There are a few reasons for this seeming insanity.


I get bored painting the same stuff and have trouble even managing a whole squad. 
Merged together it gives me a healthy 5000pts for Apocalypse games + and such sillyness as Titans.
Cobbled together as I jump from Power to Power I stand a chance of having a decent 1500/2000 playable force sooner than I would sticking to one.

So why yet another log?

Simply put, to keep it nice and easy for any one who is only interested in one Power or Undivided to find the bits they are interested in rather than wading through all 5 in one big lump.


So why Brotherhood of Darkness?

I like black and red and the runes looked fun, that and GW are not too likely to stuff me up by creating specific rules.











So that's what they look like when I try to paint them, these were my first 5 tester Marines and will be re-based in the brown I am now using.
5 more will join these to make up a full squad inc a Heavy Bolter and Icon.


This will be the core to bounce all the Powers off to begin with and will probably contain the majority of my Armour unless the new dex makes marked Vehicles worth the effort.

Plan?
Well 2 x Core unit of 10 CSM and a cheap Lord.

Stuff in boxes that will be going into this lot for sure will be 6 Bikes, a Rhino and various Havocs with a possible Predator.

So be prepared for long gaps as I jump across five different plogs in fits of painting boredom.


----------



## Svartmetall (Jun 16, 2008)

There is no such thing as "too much Chaos". Looking forward to seeing (turn your flash on! ) how these develop.


----------



## The_Werewolf_Arngeirr (Apr 3, 2012)

I agree with Svart, nothing says too much chaos exists XD....

even if DE are one of my main armies, that just means I cant really do slaanesh XD


----------



## Midge913 (Oct 21, 2010)

Looks like it is going to be a fun project to follow.
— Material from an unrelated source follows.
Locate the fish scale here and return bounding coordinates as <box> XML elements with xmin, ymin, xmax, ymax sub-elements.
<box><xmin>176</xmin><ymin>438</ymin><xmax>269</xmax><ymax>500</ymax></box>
Looking forward to further updates.


----------



## Hellados (Sep 16, 2009)

tbh massive amounts of Chaos makes more sense then tons of Imperial Space Marines as they are actually still (kinda) legions.

Pics a bit dark but still look very good and the runes on the shoulders look very nicely done. Also the bone on the horns and I'm stealing your basing technique for my Empire army (that I'm starting now)


----------



## yanlou (Aug 17, 2008)

Its actually nice to see some Brotherhood of darkness minis, its one of a few renegades that you see actually painted, so good on ya vash.


----------